7
The beasts! Lornia paused, her legs trembling with exertion and her chest rising and falling rapidly from both fear and that running she’d just been engaged in. She stood, back pressed against a wall, as she listened for the creatures.
The machine had come to full life now. All around her, walls had begun to twist and break away and fall into nothingness. Her terror was growing with each step. Soon the fortress would not hold any longer, and the machine would be freed from its long sleep.
The machine that had the power to open every door to every universe ever born and standing—and those dead and deserted as well.
The roaring and gnashing sound to her left broke her out of that reverie. She turned, laser at the ready. She fired at the thing shambling toward her and then she fired again. It went down in a blur of matted fur and teeth. Vomit rose in her mouth, and she had to swallow it down so she could run again, her legs moving faster than she had ever imagined that they could or would.
Time.
It was never on her side. Already night had come and another dawn too. Day was there but it was already heading toward a zenith, and she ran onward. Time sometimes stood still in Tralam, and while she knew it moved on outside those walls, she didn’t know if it had moved on too far, if they had already left or not.
Beings.
Faces.
Voices.
Faster, run faster!
She did, streaking past the broken and buckled walls and never daring to look out of them. The pull of the outer gravity was strong, and she found herself running but getting nowhere. Her hands arced downward and she screamed, a desperate and lost sound in the wind rushing inside the falling fortress.
She grabbed a handhold on one wall and then she went up the remnants of that wall, breaking away from the gravity and running with her body arced outward. That she was running on a wall, her body horizontal, didn’t occur to her. It didn’t even seem odd. She was fighting for survival now, fleeing both beasts and the breaking of the walls that kept tumbling huge boulder-like stones onto the floor.
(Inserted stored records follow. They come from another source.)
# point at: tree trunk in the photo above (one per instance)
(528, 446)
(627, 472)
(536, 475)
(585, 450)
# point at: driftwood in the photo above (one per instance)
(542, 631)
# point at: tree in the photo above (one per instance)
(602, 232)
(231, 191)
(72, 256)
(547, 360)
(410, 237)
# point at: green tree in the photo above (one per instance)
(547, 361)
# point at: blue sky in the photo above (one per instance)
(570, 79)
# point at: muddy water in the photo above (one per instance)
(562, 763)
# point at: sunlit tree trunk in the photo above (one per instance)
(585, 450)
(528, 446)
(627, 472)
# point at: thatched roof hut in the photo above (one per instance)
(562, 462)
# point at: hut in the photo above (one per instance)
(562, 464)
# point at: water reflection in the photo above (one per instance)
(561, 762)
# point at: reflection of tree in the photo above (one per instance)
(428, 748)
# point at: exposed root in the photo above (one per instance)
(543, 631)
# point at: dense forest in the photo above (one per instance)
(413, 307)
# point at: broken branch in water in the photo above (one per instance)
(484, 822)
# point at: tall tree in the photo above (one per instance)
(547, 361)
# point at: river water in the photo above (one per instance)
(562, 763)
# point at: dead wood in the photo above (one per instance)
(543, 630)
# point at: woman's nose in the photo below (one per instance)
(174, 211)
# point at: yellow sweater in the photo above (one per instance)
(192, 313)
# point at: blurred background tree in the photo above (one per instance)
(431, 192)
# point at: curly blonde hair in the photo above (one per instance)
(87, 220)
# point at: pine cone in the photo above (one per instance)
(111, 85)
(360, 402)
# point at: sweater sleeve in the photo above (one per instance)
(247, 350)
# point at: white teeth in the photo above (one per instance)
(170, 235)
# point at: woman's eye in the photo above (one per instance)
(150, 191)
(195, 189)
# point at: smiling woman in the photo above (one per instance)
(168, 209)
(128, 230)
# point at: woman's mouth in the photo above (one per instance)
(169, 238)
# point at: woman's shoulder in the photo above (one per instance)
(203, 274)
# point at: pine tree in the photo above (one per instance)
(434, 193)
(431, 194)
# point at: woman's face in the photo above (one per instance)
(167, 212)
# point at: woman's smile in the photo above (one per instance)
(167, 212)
The place she’d broken into had been sealed for so long that not even space dust had been able to enter. Everything smelled sterile and abandoned. The grit on the floor cut her bare feet, and still, she ran onward.
Night came. The beasts were behind her now, and perhaps they had given up, because she no longer heard them crying and howling. That meant nothing, and she knew it. Many were silent killers, or had been back before they had been walled off from the rest of Tralam and hit with the weapons that everyone had said would put an end to them forever.
There had been a few who had survived, as she had long suspected. They’d either not known to breach the walls or had been unable to. Tralam’s sheer size might have been what kept them from her; perhaps they had fallen into the usual patterns exercised by predators. Eat, procreate, eat the closest prey, and become prey themselves.
If they were capable of breeding, and clearly they were, then there was a high probability that was exactly why they had ignored the few survivors of that forgotten war. That and the fact that the rooms around the machines were the most fortified, and Franchine’s creations had likely devolved over the centuries rather than evolving. Their environment had probably not been conducive to evolution after all.
A phlegmy, ear-splitting scream resounded around the hall. Lornia didn’t have to look back to know what was coming at her; a killing machine bent on murder and feasting on her flesh.
There was a blocked door, and she raced for it, hoping to open it before she was caught. Her hands came out, and she ran toward the wall, trying to remember the codes she had stopped using long ago.
Her hands met the thick metal of the door—and passed through them!
A startled scream came from Lornia’s mouth. Her head turned, and she screamed again as she saw a monstrous thing with thick and scaly skin and a set of long incisors pounding toward her, its short arms outstretched and its far-too-intelligent face wearing an expression of sheer hunger.
Her legs moved, and she was through the door and running.
That confused her. The sound of the beast’s body hitting the door and that faint and angry roar from the other side made her blink. She paused, her body doubling over as she tried to get her breath back.
The beast screamed and battered at the door, but it held. Lornia backed away from it. She’d come to a part of Tralam that had little damage, and she looked around herself. The docking station was not far now, and she shouldered her pack a little higher before heading that way.
I’m changing. The machine’s coming to full life, and it’s changing me as it does.
No matter. Keep moving.
That voice inside her hard, diamond-sharp, and practical, couldn’t keep the bigger worry from coming up.
What will I become?
“That’s a dock!” Drake cried out the words as Talon slid sideways and away from the controls. Drake grabbed them and guided the ship, now limping badly and heeling hard to the left—and away from the docks. Talon found his footing and the two of them got the ship onto the dock and settled in.
Drake took a long breath. “Well, we’re in.”